Mixed martial arts record
- Total: 27
- Wins: 18
- By knockout: 6
- By submission: 1
- By decision: 11
- Losses: 9
- By knockout: 1
- By submission: 3
- By decision: 5

Other information
- Mixed martial arts record from Sherdog

= Marc Diakiese =

English mixed martial artist

Marc Diakiese (born 16 March 1993) is an English professional mixed martial artist who currently competes in the Lightweight division of Oktagon MMA He formerly competed for the Ultimate Fighting Championship, Bellator MMA, Professional Fighters League, Caged Steel and BAMMA, where he is the former BAMMA British Lightweight Champion.

== Background ==

Aged 17, Diakiese began training in mixed martial arts to keep fit and stay out of trouble.

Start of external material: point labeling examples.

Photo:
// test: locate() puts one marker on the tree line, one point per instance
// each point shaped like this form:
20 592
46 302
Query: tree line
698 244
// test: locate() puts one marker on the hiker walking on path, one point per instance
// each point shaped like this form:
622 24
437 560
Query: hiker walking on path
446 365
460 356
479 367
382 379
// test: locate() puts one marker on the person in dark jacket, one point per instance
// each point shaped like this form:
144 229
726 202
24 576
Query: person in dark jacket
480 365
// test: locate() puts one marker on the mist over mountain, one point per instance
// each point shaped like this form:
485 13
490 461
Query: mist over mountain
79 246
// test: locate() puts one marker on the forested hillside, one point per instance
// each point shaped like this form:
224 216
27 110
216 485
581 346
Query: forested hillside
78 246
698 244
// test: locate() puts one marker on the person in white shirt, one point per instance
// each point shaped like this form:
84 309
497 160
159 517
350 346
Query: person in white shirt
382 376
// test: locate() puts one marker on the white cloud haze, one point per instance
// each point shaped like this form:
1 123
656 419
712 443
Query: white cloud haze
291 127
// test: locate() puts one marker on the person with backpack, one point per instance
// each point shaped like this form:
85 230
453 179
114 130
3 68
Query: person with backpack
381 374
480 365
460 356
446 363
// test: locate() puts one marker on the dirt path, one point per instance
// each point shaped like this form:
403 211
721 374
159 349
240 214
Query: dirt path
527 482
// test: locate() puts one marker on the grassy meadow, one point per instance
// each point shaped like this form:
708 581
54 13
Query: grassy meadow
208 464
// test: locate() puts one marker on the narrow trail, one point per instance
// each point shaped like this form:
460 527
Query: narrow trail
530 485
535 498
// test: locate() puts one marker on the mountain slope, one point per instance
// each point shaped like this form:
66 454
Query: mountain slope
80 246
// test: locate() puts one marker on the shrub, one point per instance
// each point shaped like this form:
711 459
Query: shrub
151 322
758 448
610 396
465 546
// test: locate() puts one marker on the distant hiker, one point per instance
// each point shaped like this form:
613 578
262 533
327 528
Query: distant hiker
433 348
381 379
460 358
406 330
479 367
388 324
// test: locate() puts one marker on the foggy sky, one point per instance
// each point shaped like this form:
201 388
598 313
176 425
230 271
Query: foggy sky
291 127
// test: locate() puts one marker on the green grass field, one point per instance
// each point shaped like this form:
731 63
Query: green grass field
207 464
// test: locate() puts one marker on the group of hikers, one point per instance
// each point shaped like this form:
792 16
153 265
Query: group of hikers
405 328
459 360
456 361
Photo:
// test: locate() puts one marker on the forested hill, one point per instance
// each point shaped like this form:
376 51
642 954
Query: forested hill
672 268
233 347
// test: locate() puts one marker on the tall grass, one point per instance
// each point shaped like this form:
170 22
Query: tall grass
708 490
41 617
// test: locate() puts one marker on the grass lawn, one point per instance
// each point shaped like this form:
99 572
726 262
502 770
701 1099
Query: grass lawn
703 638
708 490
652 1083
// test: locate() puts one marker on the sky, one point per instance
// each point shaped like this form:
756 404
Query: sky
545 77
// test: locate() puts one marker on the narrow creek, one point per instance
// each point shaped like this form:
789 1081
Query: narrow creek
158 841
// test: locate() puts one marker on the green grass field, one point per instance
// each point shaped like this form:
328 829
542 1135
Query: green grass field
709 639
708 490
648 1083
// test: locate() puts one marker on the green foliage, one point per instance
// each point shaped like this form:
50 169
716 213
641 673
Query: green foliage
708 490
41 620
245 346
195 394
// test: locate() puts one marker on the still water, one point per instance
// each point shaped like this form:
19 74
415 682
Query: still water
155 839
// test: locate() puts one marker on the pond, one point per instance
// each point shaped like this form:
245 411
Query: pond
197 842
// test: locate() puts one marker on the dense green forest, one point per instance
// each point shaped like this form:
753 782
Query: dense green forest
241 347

Before turning professional, he worked as a railway engineer. Diakiese was also a promising footballer before committing to mixed martial arts.

==Mixed martial arts career==
===Early career===
As an amateur, Diakiese went 9–0 and simultaneously held three different titles. He turned professional in 2013 after struggling to find willing opponents.

===BAMMA===
After four wins in under a year in regional promotions, Diakiese joined BAMMA on a five-fight contract in 2014. In September, he made his promotional debut against Jefferson George at BAMMA 16 and won the fight by unanimous decision. In December, he beat Vernon O'Neill via unanimous decision at BAMMA 17.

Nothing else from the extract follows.